Die Mildeburg wurde vermutlich im Jahre 1151 durch König Knut V. von Dänemark mit Hilfe der Friesen erbaut. Als Mildesburg, Mildaenburgh, Mildeborgh und Mildeburg taucht ihr Name, bei den verschiedenen Chronisten verschieden geschrieben, in der Geschichte auf – wo sie gestanden, läßt sich genau nicht mehr sagen. Zuerst wird sie in dem Kriege Sven Grathes und Knuts um die dänische Krone erwähnt, in welchem Sven seinen Gegner bei Mildesburg schlug. Wahrscheinlich ist sie im Jahre 1300 bei der großen Sturmflut mit untergegangen; jedenfalls war sie ein für damalige Zeiten nicht zu unterschätzendes Befestigungswerk und insbesondere für das Dannevirke, bevor der Nordstrand und die Südermarsch vom Meer verschlungen wurden, von hervorragender Bedeutung. »Geregte Vestung Mildesborg ist noch gestanden zur Zeit König Abels (d. i. um 1250), und von dieser Stadt, oder aus der Mildstedter Marsch hinüber in Eyderstede ist ein Damm gegangen, dann Husum war etwa zu der Zeit noch ein geringes Dorff, und gieng die Heerstraße über Mildstede und Mildesborg durch die Mildstedter Marsch, und folgig über den Milderdamm in Eyderstede hinein. Wie wir dann lesen, daß König Abel sein Heer, damit er Eyderstede gedachte zu bezwingen, versammelt und gemustert habe, auff oder bey der Mildesburg und auff dem Milderdamm ist in der Flucht im Wiederkehren von den Eyderfriesen erschlagen worden ...« (so bei Dankwerth: Neue Landesbeschreibung der zwey Hertzogtümer Schleswich und Holstein – 1652 –).

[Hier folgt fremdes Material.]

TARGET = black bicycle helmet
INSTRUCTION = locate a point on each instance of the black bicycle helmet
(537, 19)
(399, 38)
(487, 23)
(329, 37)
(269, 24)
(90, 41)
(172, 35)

Über die Entstehung der Thyraburg ist ein abschließendes Urteil noch nicht abzugeben. Östlich, nach anderer Meinung westlich von ihr lag der ehemalige Dannewerker See in der Wiesenniederung, die heute im Volksmunde den Namen Lohsiek führt. Als ihre Erbauerin wird Königin Thyra Danebod (Dänentrost) genannt, die Gemahlin Gorms des Alten; es scheint aber, als ob sie einen weit älteren Ursprung hat und von der Genannten nur neu aufgeführt worden ist. Erst im sechzehnten Jahrhundert taucht der Name Thyraborg auf. Aber schon in der Lohheideschlacht (1261) bot sie einen starken Stützpunkt für das Dannewerk, und noch heutigen Tages ist die jetzt bewaldete Festungsanlage mit ihrem rechteckigen Burgplatz zu erkennen.

Weit wichtiger als die Mildeburg und die Thyraburg, weil sie die Schutzwehr des mächtigen Sliasvik (Schleswig) und seines Hafens war, ist die noch jetzt in ihrer Uranlage bestehende Oldenburg.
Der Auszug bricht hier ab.